The opening night of the Venice Film Festival highlighted the importance of Cinema in our lives.
It was early May when La Biennale stated that, despite the global pandemic, this year’s Venice Film Festival would still go ahead. At a time when other cultural events had been cancelled or postponed, theatres worldwide struggled not to collapse and cinemas were shut, this kind of optimism felt somehow out of place.
Venice had already suffered enormously when, in November 2019, a massive flood caused permanent damages. Then, the pandemic exploded. There seemed to be no escape from the state of desolation that had invested the city. Venice needed to reborn; it needed its film festival.
I admit I had my share of doubts towards this concept, which showed no solidarity for other cultural institutions on the brink of catastrophe. Yet, while watching the festival opening ceremony on my TV screen, I came to understand that holding such an event during a global pandemic isn’t an act of stubbornness, but one of resilience; and that’s the quality I’ve always admired the most in the human spirit.
A quality I grasped the meaning of while watching End Game by Samuel Beckett just before the virus forced theatres to close. The beauty of the work – and according to theatre critic Michael Billington of the entire Beckett’s vision – lies in the idea that despite the terrible conditions we have to face on earth, a will to go on is instilled in everyone; it’s what makes us humans.
Alongside resilience, another quality works as a means to escape apocalyptic scenarios: the very human need to search for wonder. It’s the necessity to find something that could erase, even if temporarily, the horrors of WW2, that drove thousands of British citizens to the Van Gogh Exhibition at Tate Britain in 1947.
It’s the same feeling that inspired Bob Dylan to write Murder Most Foul, where the songwriter juxtaposes a list of songs and works of art to the tragic assassination of President Kennedy. On the track, Dylan underlines that even when enclosed by inescapable darkness, we can still create or seek beauty.

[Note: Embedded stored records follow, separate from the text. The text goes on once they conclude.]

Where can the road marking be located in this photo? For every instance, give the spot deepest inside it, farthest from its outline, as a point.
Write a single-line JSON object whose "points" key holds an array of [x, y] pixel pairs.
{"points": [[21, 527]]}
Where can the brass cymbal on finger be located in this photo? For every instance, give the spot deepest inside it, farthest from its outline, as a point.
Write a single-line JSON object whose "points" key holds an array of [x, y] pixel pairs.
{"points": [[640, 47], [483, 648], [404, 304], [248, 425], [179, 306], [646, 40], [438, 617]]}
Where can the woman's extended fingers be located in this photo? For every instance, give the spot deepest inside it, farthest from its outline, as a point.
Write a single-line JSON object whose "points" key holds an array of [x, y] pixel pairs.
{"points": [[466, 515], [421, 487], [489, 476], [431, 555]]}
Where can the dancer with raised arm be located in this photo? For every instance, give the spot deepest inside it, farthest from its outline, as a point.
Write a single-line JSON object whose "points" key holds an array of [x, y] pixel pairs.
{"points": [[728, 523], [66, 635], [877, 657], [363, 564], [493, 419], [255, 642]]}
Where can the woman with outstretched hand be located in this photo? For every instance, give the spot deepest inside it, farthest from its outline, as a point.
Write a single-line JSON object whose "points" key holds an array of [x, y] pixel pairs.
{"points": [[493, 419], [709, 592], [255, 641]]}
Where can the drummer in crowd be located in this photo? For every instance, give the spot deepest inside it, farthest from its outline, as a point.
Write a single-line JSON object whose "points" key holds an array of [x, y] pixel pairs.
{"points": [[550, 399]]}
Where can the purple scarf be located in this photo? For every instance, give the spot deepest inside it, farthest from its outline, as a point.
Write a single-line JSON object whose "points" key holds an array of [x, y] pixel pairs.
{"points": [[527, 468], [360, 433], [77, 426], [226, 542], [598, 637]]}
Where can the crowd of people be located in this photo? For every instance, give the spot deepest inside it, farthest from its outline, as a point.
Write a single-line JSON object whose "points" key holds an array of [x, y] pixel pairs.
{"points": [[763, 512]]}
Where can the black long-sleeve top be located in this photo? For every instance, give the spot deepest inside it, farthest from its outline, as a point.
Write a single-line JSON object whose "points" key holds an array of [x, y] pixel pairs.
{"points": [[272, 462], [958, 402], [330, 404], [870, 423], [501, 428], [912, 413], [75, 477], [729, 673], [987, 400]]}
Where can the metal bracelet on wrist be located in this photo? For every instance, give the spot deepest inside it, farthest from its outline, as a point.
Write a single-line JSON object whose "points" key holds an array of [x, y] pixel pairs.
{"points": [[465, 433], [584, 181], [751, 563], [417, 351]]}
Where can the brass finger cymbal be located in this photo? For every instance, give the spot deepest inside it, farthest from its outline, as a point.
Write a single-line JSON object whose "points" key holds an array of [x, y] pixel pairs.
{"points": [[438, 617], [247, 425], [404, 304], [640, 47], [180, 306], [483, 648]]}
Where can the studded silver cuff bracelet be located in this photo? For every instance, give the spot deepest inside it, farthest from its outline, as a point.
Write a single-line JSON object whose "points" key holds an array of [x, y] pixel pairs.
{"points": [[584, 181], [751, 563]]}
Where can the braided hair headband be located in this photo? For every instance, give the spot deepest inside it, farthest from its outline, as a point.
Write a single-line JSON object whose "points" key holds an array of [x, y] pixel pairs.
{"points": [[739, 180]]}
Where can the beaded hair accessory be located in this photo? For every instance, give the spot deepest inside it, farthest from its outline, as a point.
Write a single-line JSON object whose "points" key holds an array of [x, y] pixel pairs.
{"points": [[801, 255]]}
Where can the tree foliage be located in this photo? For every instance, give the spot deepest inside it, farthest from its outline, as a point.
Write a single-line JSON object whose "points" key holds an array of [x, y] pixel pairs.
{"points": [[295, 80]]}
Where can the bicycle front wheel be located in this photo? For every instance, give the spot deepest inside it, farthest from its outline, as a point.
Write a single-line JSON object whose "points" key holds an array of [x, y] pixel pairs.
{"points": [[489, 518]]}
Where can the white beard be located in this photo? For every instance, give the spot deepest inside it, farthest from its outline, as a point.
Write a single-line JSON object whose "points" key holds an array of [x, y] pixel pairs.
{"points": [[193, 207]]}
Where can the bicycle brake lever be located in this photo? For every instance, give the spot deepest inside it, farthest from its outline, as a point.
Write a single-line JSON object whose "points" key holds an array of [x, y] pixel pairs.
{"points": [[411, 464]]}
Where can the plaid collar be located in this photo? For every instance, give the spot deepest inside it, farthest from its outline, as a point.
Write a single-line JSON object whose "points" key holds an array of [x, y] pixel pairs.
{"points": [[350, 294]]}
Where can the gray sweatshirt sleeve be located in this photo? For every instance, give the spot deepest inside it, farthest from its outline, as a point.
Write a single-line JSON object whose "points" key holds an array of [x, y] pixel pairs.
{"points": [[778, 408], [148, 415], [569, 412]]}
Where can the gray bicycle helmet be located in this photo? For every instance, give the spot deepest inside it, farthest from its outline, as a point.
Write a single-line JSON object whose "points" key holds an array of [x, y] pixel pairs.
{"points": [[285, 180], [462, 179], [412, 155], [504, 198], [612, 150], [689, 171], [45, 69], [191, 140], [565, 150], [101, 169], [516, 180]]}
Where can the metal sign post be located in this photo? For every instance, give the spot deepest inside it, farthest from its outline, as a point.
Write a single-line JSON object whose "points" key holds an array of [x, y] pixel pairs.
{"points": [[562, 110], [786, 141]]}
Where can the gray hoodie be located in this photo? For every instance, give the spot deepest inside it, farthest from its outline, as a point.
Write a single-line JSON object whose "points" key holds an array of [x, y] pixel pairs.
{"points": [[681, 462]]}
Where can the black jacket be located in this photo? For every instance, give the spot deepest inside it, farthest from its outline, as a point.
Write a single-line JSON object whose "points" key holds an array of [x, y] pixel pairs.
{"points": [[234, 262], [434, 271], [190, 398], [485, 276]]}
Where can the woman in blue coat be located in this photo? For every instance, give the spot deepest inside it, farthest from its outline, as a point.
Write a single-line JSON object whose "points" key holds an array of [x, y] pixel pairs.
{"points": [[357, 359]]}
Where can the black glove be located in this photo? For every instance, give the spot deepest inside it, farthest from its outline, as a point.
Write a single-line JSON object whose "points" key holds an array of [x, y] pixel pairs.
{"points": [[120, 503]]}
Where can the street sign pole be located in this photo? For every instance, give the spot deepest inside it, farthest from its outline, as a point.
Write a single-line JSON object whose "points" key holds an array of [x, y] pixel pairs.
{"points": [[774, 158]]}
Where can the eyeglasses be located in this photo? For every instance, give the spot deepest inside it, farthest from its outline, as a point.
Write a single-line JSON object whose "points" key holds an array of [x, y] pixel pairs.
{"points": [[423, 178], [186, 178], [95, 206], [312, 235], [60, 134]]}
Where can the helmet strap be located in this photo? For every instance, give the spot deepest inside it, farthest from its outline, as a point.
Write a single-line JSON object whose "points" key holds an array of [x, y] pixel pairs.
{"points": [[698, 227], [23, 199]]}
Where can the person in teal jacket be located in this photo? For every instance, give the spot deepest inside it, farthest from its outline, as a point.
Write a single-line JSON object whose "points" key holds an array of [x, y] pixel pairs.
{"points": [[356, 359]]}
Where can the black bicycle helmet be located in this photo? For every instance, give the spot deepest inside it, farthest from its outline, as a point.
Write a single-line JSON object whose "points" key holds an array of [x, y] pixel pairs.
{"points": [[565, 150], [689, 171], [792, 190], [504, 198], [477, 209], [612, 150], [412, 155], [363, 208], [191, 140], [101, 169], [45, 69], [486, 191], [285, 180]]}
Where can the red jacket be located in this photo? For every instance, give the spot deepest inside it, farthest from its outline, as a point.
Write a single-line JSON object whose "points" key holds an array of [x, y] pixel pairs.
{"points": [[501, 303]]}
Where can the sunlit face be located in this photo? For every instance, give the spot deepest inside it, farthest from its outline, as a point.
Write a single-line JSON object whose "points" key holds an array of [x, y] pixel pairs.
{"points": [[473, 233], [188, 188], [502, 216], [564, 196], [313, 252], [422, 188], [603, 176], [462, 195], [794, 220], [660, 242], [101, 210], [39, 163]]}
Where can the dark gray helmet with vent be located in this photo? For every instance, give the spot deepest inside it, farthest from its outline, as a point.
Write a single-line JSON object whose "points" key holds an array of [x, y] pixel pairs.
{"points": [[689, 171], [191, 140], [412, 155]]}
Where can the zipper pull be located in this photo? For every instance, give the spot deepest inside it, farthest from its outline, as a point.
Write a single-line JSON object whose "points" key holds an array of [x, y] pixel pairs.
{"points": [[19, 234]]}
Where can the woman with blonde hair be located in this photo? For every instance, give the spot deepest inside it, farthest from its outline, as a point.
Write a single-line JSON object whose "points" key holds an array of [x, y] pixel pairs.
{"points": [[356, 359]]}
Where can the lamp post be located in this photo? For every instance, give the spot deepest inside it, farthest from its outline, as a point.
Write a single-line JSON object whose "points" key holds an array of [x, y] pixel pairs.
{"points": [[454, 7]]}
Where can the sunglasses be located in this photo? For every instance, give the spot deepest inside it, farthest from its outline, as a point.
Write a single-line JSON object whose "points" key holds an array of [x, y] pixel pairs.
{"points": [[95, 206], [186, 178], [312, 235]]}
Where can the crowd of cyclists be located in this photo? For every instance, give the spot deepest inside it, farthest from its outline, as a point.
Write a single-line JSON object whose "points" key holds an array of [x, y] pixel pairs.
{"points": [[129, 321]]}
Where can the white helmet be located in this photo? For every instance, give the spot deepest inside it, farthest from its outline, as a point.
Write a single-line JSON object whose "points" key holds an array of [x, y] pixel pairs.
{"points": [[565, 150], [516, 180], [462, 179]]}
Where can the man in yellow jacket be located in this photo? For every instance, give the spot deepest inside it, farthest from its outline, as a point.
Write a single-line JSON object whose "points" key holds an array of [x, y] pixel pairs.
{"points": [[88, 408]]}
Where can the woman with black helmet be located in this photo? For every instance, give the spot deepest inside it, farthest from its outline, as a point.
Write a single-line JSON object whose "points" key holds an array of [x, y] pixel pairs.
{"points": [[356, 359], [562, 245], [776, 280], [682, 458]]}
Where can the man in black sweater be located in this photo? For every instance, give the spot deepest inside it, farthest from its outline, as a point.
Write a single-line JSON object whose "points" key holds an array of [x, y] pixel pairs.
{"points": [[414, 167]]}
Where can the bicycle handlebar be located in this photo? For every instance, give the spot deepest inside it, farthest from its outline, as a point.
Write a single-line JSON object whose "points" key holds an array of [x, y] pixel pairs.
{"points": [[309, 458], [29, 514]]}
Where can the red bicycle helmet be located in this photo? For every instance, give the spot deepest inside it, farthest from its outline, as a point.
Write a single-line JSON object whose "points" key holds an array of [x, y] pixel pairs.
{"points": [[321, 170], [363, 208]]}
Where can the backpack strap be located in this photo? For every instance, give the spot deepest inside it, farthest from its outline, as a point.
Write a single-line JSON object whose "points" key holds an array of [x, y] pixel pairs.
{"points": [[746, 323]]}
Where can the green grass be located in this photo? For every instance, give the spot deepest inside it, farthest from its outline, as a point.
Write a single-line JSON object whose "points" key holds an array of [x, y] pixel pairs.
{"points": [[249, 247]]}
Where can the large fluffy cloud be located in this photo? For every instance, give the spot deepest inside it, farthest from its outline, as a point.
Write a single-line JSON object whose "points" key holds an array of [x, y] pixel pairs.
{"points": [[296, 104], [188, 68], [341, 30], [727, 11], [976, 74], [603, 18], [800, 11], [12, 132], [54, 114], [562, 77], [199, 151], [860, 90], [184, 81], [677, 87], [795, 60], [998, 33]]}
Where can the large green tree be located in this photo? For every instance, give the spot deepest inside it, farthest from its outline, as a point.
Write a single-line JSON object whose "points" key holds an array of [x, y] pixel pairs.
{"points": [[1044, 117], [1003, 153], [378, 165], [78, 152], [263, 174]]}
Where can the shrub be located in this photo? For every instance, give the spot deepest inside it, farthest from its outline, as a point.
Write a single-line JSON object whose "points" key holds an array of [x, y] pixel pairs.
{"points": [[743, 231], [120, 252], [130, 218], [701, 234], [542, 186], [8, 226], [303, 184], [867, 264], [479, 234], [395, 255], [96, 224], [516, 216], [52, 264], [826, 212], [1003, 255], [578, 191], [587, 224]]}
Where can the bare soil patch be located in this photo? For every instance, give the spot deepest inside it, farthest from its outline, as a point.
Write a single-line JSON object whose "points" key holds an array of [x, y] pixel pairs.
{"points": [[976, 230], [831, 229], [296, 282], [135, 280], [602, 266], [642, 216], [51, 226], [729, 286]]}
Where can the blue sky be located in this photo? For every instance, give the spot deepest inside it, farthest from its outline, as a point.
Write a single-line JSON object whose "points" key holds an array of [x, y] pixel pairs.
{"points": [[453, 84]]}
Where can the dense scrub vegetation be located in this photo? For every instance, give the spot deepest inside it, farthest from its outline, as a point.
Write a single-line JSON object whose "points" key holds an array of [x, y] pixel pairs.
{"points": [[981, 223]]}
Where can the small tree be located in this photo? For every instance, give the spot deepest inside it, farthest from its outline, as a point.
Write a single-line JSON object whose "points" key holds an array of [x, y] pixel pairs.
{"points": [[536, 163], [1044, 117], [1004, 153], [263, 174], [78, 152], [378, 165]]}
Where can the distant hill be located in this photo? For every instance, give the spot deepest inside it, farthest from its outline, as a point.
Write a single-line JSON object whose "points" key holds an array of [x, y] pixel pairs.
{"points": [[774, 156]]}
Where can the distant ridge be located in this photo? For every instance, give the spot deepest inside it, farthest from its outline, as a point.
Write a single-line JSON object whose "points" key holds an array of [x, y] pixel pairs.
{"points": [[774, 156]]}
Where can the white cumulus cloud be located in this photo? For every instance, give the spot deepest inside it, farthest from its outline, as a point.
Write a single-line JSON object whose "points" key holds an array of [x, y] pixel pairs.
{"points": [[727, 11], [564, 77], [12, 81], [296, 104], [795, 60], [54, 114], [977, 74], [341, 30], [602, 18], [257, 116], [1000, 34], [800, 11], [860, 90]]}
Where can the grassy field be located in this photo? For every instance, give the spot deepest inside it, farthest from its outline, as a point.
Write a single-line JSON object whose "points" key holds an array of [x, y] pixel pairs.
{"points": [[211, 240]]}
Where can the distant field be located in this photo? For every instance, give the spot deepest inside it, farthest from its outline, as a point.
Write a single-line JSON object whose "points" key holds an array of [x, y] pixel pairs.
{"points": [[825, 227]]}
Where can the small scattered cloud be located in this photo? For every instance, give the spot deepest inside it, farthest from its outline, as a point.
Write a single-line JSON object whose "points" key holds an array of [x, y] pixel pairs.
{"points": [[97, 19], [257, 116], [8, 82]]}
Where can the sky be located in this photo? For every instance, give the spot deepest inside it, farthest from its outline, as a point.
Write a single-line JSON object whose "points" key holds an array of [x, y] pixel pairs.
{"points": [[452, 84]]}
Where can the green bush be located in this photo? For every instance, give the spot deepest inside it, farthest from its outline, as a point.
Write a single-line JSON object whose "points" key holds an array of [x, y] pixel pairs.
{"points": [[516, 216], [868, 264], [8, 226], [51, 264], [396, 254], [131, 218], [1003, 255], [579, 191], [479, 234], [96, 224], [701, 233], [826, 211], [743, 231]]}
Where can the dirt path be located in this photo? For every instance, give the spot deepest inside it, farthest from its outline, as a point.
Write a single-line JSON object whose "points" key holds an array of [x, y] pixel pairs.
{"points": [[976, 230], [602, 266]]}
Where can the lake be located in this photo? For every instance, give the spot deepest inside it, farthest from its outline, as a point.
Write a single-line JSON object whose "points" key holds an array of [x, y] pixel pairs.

Seeing jury president Cate Blanchett, actress Tilda Swinton and other guests wearing face coverings during the opening night of the Venice Film Festival depicted an image so absurd that even Beckett would have struggled to conceive. Still, it had an untamable power. As this mysterious journey called life grows ever more unexplainable, we live comforted by what we hold dear. For many, that’s CINEMA.